Authority President and Chief Executive Officer Mike McCartney said Hawaii’s rate of recovery was well ahead of competing destinations, such as Mexico and the Caribbean. But the state’s tourism sector has a long way to go to offset recession-induced declines over the last two years, he added.
”This means that, more than ever, we need to continue our focused marketing efforts to maintain the momentum we’ve achieved in boosting arrivals and increasing visitor spending,” McCartney said.
Tourism authorities attributed the big rise in visitor spending in part to an 18.2 percent jump in visitor arrivals to the islands last month compared with the same month in 2009.

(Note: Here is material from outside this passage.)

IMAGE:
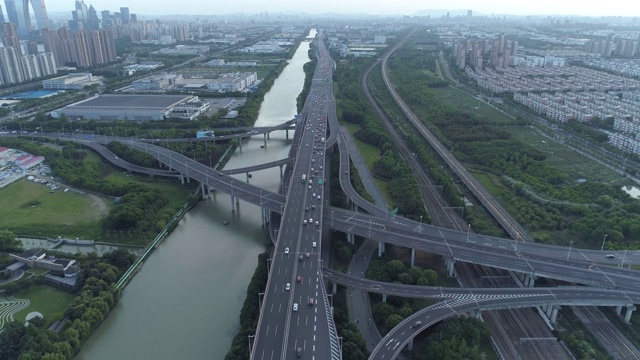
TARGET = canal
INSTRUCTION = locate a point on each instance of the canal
(185, 301)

That included sizable increases in the number of tourists who flew to Hawaii from the West Coast and Canada last month, and also those who arrived by ship.
For example, 44 percent more Canadians and 76 percent more Japanese visited Kauai in November compared with the same month last year. About 27 percent more residents of the West Coast visited Oahu last month than a year ago.
But the total number of visitors who arrived in the islands between January and November of this year was up only 8.6 percent, compared with the same 11-month period in 2009.
Of the six Hawaiian islands the tourism report studied, visitor spending rose the most on Lanai, by 38.6 percent to $6.2 million.
Spending increased on the Big Island by 36.9 percent to $124.8 million; on Maui by 36.7 percent to $252.6 million; on Molokai by 33.5 percent to $2.5 million; on Oahu by 27.7 percent to $497.1 million; and on Kauai by 19.7 percent to $88.3 million.